A diferença é que agora é sobre autobiografias, um aspecto ainda mais com a cara da Academia, que ama venerar seus próprios membros. Este ano, três grandes diretores chegam para disputar vagas nas indicações, alguns com mais chances e outros com menos.
O primeiro, e mais recente vencedor de um Oscar, é Alejandro González Iñárritu, famoso por "Birdman" e "O Regresso", e que agora chega com "Bardo - Falsa Crônica de Algumas Verdades". Longa que vangloria mais o autor do que a arte, Bardo é daqueles filmes divisivos, mas sem nenhuma surpresa: humildade, afinal, nunca foi uma virtude de Iñárritu. A favor fo mexicano, o apreço dos membros por um filme que não mede esforços ao moldar o encanto que artistas abraçam, sejam verdades ou mentiras; contra, a qualidade dos outros filmes que tentam fazer o mesmo.
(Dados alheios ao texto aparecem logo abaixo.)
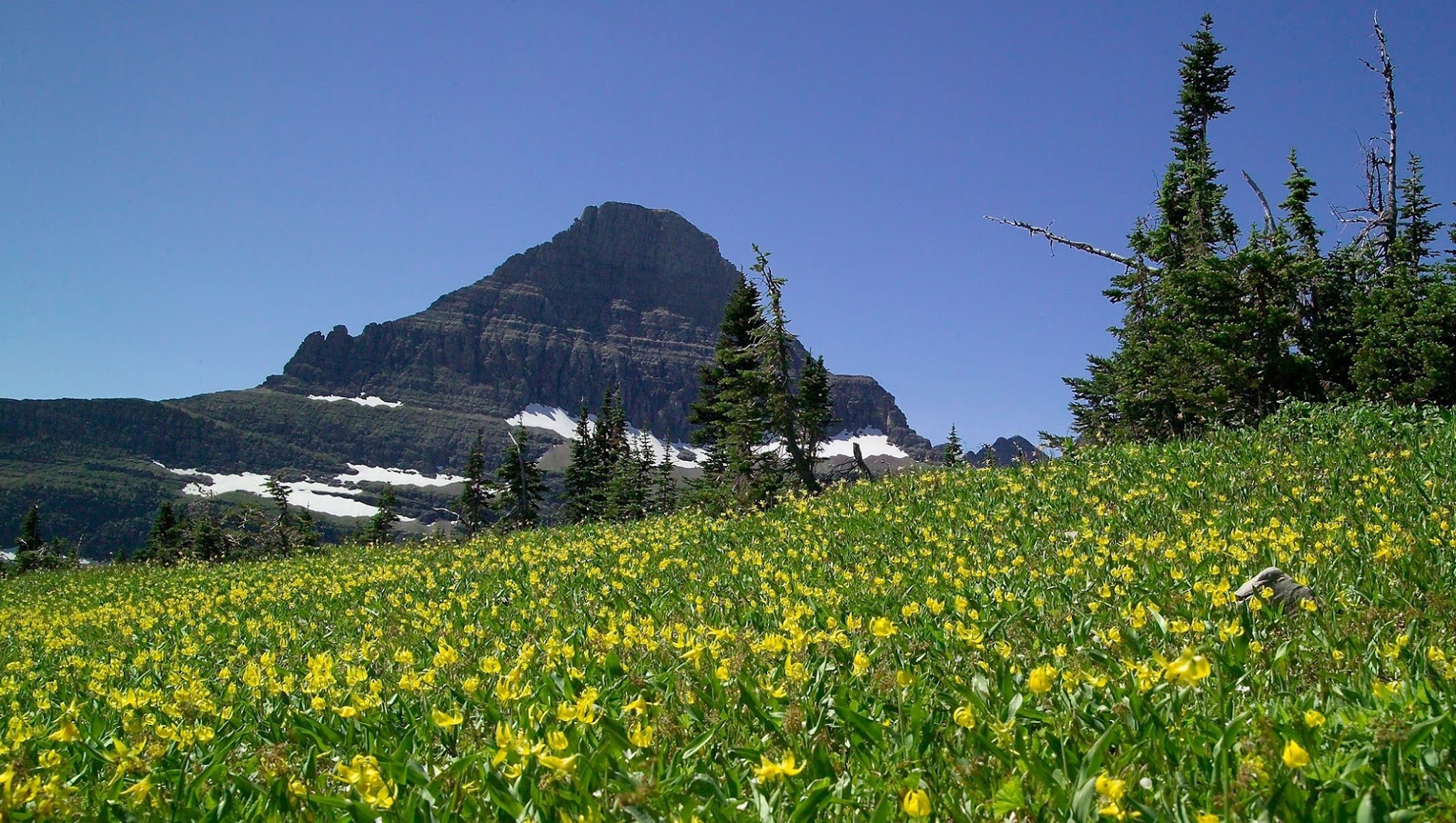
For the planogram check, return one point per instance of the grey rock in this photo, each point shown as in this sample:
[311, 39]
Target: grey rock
[1008, 450]
[626, 296]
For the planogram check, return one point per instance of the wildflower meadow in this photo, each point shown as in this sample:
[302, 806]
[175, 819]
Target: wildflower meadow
[1044, 643]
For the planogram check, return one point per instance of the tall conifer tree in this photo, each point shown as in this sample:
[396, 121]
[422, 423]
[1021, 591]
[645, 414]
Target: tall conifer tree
[475, 499]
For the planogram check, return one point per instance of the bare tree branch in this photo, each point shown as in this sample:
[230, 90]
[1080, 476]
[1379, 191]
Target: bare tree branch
[1268, 216]
[1386, 213]
[1078, 245]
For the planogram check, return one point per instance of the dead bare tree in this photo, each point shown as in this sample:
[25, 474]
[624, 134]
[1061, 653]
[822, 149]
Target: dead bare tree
[1381, 211]
[1071, 244]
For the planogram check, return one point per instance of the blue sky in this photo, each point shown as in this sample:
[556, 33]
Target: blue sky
[188, 190]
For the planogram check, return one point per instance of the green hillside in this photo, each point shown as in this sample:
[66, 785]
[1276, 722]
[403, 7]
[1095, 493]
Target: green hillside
[91, 465]
[1053, 643]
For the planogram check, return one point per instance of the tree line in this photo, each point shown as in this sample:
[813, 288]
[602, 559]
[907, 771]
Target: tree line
[1219, 328]
[1219, 331]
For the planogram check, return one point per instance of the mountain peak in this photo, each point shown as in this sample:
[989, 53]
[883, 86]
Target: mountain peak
[626, 296]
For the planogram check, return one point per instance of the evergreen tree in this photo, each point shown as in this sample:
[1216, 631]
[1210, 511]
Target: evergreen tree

O principal concorrente de Bardo neste aspecto talvez seja "The Fabelsman", história de vida de Steven Spielberg dirigida pelo próprio. É difícil apontar um aspecto negativo do longa que não o fato de parecer "um filme de Oscar". Por outro lado, Spielberg o faz de uma maneira nada maniqueísta, apontando dedos e expondo as próprias feridas com altivez louvável. Aos 75 anos, o cineasta parece ter alcançado não só a liberdade de falar de si, como a de falar sobre seus defeitos sem nunca precisar falar sobre o seu talento - pois, logicamente, a história e o próprio filme falam por si. Enquanto Iñárritu brada sobre o próprio ego, Spielberg deixa a imagem e a trilha sonora gritar, enquanto o roteiro mantém aquele aspecto de fábula das melhores histórias da carreira do diretor.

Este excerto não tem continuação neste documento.